Afterwards, the extracted fields are split into their key and value by <value_split>, which can again be a regular expression. In our example, ":\s*" could be used to split foo: bar into the key foo and its value bar, and similarly baz: 42 into baz and 42. The result would thus be {"foo": "bar", "baz": 42}. If the regex matches multiple substrings, only the first match is used.

The supported regular expression syntax is RE2. In particular, this means that lookahead (?=...) and lookbehind (?<=...) are not supported by kv at the moment.
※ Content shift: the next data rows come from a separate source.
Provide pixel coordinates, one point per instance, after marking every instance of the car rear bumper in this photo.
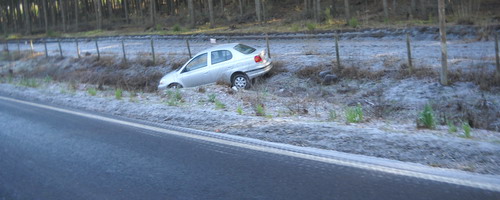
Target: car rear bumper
(259, 71)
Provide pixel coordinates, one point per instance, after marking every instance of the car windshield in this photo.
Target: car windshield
(244, 49)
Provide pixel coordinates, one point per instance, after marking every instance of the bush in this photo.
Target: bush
(452, 128)
(174, 98)
(332, 115)
(219, 104)
(176, 28)
(239, 110)
(467, 130)
(311, 26)
(92, 91)
(259, 110)
(426, 118)
(29, 83)
(353, 22)
(118, 94)
(354, 114)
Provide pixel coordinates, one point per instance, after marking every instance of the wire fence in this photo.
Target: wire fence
(308, 50)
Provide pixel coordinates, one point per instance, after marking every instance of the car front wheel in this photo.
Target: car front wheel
(241, 81)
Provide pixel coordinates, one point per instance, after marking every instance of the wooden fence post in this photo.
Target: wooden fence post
(97, 48)
(124, 54)
(189, 48)
(337, 51)
(60, 48)
(268, 49)
(32, 48)
(45, 46)
(153, 51)
(77, 49)
(7, 49)
(408, 47)
(497, 56)
(444, 50)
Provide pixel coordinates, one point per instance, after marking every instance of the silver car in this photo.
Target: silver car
(234, 63)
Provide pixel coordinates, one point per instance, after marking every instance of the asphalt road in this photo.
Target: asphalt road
(46, 154)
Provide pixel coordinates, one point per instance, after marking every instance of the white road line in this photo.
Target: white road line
(468, 183)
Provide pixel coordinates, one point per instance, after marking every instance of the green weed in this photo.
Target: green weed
(332, 115)
(259, 110)
(426, 118)
(354, 114)
(118, 94)
(92, 91)
(219, 105)
(239, 110)
(467, 130)
(174, 98)
(353, 22)
(452, 128)
(33, 83)
(212, 97)
(311, 26)
(177, 28)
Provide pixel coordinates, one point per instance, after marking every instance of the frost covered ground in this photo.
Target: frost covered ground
(297, 110)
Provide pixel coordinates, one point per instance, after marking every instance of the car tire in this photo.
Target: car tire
(175, 85)
(241, 81)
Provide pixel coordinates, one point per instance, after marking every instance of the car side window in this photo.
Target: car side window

However, if the regular expression has a capture group, it is assumed that only the content of the capture group shall be used as the separator. This means that unsupported regular expressions such as (?=foo)bar(?<=baz) can be effectively expressed as foo(bar)baz instead.

Quoted Values

The parser is aware of double-quotes ("). If the <field_split> or <value_split> are found within enclosing quotes, they are not considered matches.

This means that both the key and the value may be enclosed in double-quotes.

For example, given \s*,\s* and =, the input

"key"="nested = value",key2="value, and more"

will parse as

{
  "key" : "nested = value"
}
{
  "key2" : "value, and more"
}

<field_split>

The regular expression used to separate individual fields. The default is \s.

<value_split>

The regular expression used to separate a key from its value. The default is =.

Common Options (Parser)

The XSV parser supports the common schema inference options.

Examples

Extract comma-separated key-value pairs from foo:1, bar:2,baz:3 , qux:4:

kv "\s*,\s*" ":"

Extract key-value pairs from strings such as FOO: C:\foo BAR_BAZ: hello world. This requires lookahead because the fields are separated by whitespace, but not every whitespace acts as a field separator. Instead, we only want to split if the whitespace is followed by [A-Z][A-Z_]+:, i.e., at least two uppercase characters followed by a colon. We can express this as "(\s+)[A-Z][A-Z_]+:", which yields FOO: C:\foo and BAR_BAZ: hello world. We then split the key from its value with ":\s*" (only the first match is used to split them). The final result is thus {"FOO": "C:\foo", "BAR_BAZ": "hello world"}.

kv "(\s+)[A-Z][A-Z_]+:" ":\s*"